The foundation’s website features a count of various efforts that help reach the goal. Among the counted efforts is sharing the foundation’s messages or people’s own stories. So, simply passing on information is acknowledged as significant help. In my opinion, it’s a great step that emphasises the importance of social connections and social media.

To share your story, or to download a Facebook app that allows you to see how heart disease and stroke can affect the people in your social network, click here. After all, it truly is about people.

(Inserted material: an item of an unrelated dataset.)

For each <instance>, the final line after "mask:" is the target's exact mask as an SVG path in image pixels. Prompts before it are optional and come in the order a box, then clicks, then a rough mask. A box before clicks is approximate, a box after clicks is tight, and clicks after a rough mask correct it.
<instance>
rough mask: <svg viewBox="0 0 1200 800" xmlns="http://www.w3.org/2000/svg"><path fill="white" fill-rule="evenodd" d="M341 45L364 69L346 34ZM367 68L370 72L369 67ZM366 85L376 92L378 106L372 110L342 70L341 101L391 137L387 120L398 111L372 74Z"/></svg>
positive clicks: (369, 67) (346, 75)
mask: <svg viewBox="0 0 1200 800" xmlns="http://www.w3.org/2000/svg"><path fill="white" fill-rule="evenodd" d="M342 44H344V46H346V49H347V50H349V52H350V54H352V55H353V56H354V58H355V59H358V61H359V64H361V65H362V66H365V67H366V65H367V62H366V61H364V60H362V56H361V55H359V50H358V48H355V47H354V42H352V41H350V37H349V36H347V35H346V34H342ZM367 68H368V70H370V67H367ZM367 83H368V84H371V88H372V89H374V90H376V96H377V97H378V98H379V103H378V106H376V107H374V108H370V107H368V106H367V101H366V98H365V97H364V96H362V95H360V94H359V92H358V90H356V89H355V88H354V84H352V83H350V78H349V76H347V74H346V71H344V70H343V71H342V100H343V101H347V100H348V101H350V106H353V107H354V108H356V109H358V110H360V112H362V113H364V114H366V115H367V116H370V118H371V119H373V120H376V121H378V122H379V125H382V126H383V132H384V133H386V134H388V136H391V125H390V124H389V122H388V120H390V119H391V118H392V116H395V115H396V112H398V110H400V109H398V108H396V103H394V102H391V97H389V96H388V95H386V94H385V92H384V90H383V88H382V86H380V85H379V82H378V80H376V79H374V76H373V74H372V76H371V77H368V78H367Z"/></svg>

Many videos are available on the Heart and Stroke Foundation website and YouTube. Here's one of the recent campaign videos:

Of course, I want to mention the volunteers. The Heart and Stroke Foundation has thousands of volunteers who help raise awareness and funds for the goal of reducing heart disease and stroke-related deaths. The foundation’s website currently features a story about a 92-year-old man from Ontario’s Niagara Region who has been volunteering for the Heart and Stroke Foundation for 50 years. To read this action-inspiring story, click here.
When I was searching online for information about Heart Month, I first came across the Twitter account for the Heart and Stroke Foundation. Many tweets give useful information that could improve your life. To read or follow the Twitter feed, click here.
This is a small sample of the Heart and Stroke Foundation’s efforts. I hope it has encouraged you to find out more on your own. Maybe you can join in to help reach the goal for Heart Month. What do you think?